I think I get the idea here, but had trouble writing a decent proof. Suppose $\{x_{n}\}$ is a sequence in $X$. Then break it up into two cases: when $x_{n}$ is finite and when it is infinite. Being finite implies that $\{x_{n}\} = \{a_{1}, ... , a_{n}\}$ where $x_{n} = a_{i}$ is infinite. If its $\{x_{n}\}$ is infinite then it has a limit point $a$. My proof seems pretty vague which is why I do not like it.  
 A: Proof Suppose first that $(M,d)$ is limit-point compact (also known as satisfying the Bolzano Weiertrass property.) Pick a sequence in $(M,d)$. If the set $S=\{x_1,\ldots\}$ is finite, some element $x_m$ repeats infinitely often, and this is clearly a limit point. If $\{x_1,\ldots,\}$ is infinite, it has a limit point $x$. 
In particular, taking $\varepsilon =1$, we can pick a least natural $n_1$ in $\{n:x_n\in B(x,1)\}$. The set $S_1=S-\{x_1,\ldots,x_{n_1}\}$ is still infinite, and $x$ is still a limit point. Take $\varepsilon=1/2$, and we may pick a least $n_2$ in $\{n:x_n\in B(x,1/2)\}$. Note $x_{n_2}\in B(x,1)$, so $n_2>n_1$. Suppose we have constructed $n_1<\cdots <n_k$ such that $n_i$ is the least natural in $$\{n:x_n\in B(x,i^{-1})\}$$ Let $S_i=S-\{x_1,\ldots,x_{n_i}\}$. Then $x$ is still a limit point of $S_i$, and we may pick a least $n_{k+1}$ in $\{n:x_n\in B(x,(k+1)^{-1})\}$. Again, $n_{k+1}>n_k$, since the balls are nested. The construction goes through, and we get a sequence $n_1<n_2<n_3<\cdots$ with $x_{n_j}\to x$. 

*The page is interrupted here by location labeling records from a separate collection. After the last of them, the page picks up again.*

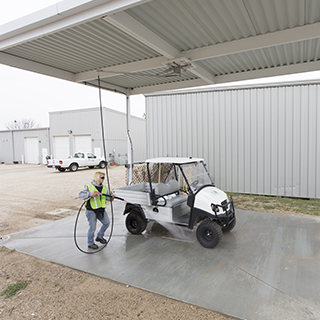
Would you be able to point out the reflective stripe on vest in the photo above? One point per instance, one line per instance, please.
(98, 201)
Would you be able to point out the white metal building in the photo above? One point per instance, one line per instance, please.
(72, 131)
(80, 130)
(24, 145)
(259, 140)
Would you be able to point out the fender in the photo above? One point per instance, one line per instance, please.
(196, 213)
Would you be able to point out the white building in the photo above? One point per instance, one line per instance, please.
(72, 131)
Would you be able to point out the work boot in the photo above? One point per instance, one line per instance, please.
(101, 240)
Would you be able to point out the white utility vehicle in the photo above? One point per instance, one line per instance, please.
(79, 159)
(179, 191)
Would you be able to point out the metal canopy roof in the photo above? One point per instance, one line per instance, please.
(147, 46)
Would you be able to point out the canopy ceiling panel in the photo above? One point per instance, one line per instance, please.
(148, 46)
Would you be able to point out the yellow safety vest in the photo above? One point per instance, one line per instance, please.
(98, 201)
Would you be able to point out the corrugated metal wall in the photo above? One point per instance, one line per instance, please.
(255, 140)
(87, 122)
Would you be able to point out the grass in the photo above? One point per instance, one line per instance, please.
(12, 289)
(276, 204)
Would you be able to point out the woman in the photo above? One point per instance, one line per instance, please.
(96, 192)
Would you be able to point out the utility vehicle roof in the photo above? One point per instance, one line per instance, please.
(174, 160)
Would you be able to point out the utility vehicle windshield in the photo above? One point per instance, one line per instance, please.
(195, 174)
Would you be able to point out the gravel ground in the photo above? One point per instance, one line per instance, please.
(29, 195)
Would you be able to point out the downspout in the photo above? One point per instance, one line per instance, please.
(13, 153)
(130, 144)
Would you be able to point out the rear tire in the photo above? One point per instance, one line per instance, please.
(73, 167)
(135, 223)
(209, 234)
(102, 164)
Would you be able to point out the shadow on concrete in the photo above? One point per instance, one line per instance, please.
(266, 268)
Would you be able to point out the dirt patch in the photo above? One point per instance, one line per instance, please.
(35, 195)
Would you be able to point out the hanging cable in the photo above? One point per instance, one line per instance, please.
(108, 181)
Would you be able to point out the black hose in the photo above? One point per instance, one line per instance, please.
(108, 180)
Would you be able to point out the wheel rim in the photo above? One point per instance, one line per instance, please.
(208, 235)
(134, 224)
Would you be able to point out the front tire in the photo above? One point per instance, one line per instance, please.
(209, 234)
(230, 226)
(73, 167)
(102, 164)
(135, 223)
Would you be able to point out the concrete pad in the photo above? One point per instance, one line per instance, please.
(266, 268)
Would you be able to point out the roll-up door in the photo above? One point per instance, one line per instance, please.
(61, 147)
(31, 150)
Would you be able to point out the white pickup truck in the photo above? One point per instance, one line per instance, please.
(79, 159)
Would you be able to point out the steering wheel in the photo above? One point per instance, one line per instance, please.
(194, 183)
(184, 191)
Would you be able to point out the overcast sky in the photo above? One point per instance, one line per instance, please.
(25, 94)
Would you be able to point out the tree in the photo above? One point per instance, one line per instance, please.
(22, 124)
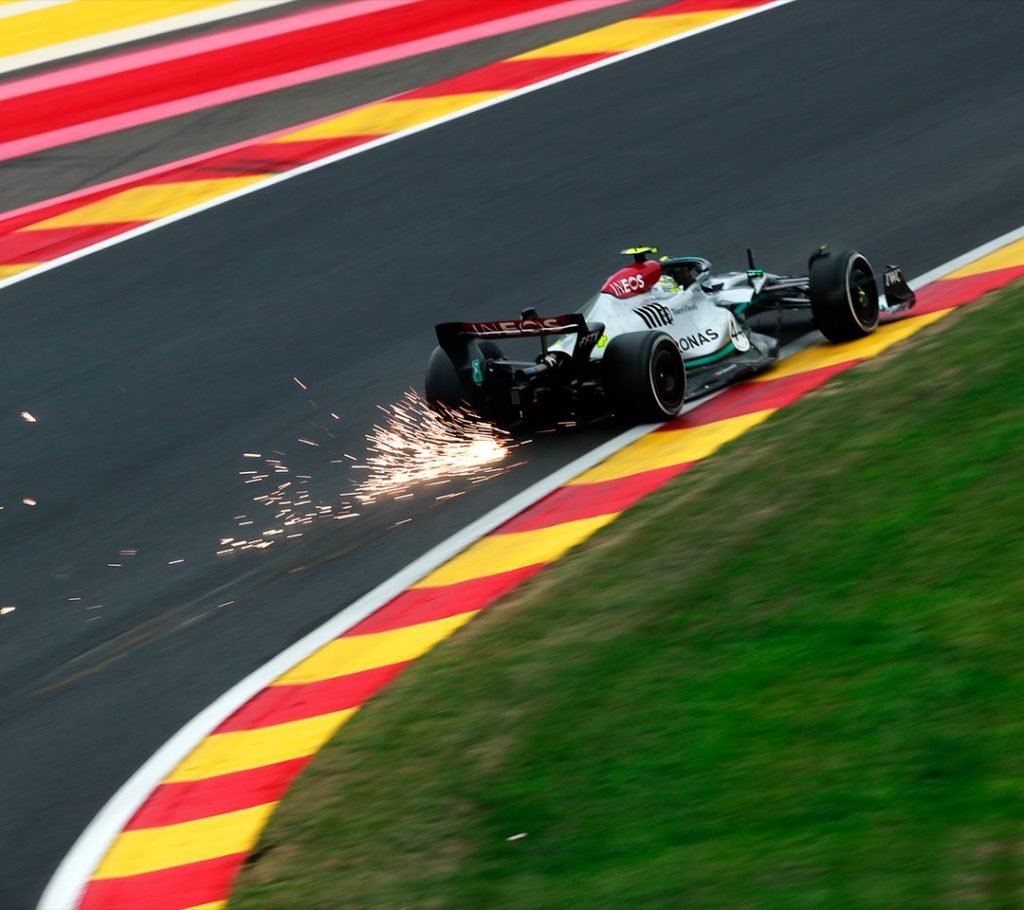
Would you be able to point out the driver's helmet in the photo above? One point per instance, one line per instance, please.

Conversely, assume $(M,d)$ is sequentially compact, and let $S\subseteq M$ be infinite. Then in particular it contains a countably infinite subset $S'=\{x_1,\ldots\}$, and $(x_n)_{n\geqslant 1}$ is a sequence of points in $M$, whose limit point will be a limit point of $S'$ and hence of $S$.
See here for a proof that compactness $\iff$ Bolzano Weiertrass property for second countable spaces (so in particular for metric spaces). Observe the above proof works for any second countable space by replacing $B(x,i^{-1})$ by some nested countable nbhd system at $x$.